Create the bridge on the St. Louis router and add ports:
/interface bridge add name="EoIP Bridge" /interface bridge port add bridge="EoIP Bridge" interface=ether2 add bridge="EoIP Bridge" interface="To Norfolk EoIP"
Create the bridge on the Norfolk router and add ports:
/interface bridge add name="EoIP Bridge" /interface bridge port add bridge="EoIP Bridge" interface=ether2 add bridge="EoIP Bridge" interface="To St. Louis EoIP"

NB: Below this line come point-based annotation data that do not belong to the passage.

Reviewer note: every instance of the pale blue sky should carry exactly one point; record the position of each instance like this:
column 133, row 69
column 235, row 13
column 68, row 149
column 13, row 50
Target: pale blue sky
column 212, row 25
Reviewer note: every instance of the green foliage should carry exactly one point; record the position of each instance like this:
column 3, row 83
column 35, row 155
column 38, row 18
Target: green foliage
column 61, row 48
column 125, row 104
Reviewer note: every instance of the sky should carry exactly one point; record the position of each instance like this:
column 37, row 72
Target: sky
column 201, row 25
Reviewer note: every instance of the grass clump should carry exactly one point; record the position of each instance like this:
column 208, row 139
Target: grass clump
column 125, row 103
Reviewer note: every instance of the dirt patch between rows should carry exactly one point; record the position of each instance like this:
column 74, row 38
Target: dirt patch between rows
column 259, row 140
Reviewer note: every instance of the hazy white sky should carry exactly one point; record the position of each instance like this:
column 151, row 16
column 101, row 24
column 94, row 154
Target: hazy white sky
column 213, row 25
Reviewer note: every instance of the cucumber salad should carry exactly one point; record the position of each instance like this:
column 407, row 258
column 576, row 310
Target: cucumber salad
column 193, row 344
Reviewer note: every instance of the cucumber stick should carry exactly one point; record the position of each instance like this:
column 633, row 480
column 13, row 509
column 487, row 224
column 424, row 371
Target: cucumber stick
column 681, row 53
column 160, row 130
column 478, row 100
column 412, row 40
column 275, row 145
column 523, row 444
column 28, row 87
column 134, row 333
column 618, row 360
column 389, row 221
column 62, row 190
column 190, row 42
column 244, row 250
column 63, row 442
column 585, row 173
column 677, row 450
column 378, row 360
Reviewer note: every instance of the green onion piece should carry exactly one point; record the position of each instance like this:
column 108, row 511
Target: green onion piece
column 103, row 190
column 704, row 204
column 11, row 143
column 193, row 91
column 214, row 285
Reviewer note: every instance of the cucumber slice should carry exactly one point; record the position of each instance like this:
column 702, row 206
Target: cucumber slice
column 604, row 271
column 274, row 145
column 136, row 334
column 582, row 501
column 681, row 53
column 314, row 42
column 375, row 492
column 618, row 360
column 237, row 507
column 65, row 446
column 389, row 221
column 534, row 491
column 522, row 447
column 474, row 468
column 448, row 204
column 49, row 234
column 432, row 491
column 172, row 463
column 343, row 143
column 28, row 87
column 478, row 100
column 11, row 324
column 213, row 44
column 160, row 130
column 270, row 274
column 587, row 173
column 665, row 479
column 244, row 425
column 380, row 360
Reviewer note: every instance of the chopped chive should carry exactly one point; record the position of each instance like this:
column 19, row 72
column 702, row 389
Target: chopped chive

At this point we're done, other than testing. Let's do a bandwidth test from 192.168.1.1 in St. Louis to 192.168.1.128 in Norfolk:
While 120Mbps isn't exactly thrilling, this is done in a lab environment on virtual routers, and the graph shows consistent speed across two tests. That amount of bandwidth is probably enough to handle data between two small offices, and using larger Mikrotik Routers would allow for higher speeds. It should be noted, however, that this particular solution isn't scalable for larger flat networks, and pushing a consistently high volume of traffic is taxing for the CPU. Also, the overall speed across the EoIP tunnel is limited to the speed of the slowest WAN connection, so some testing will be needed to see if overall performance is acceptable in your environment.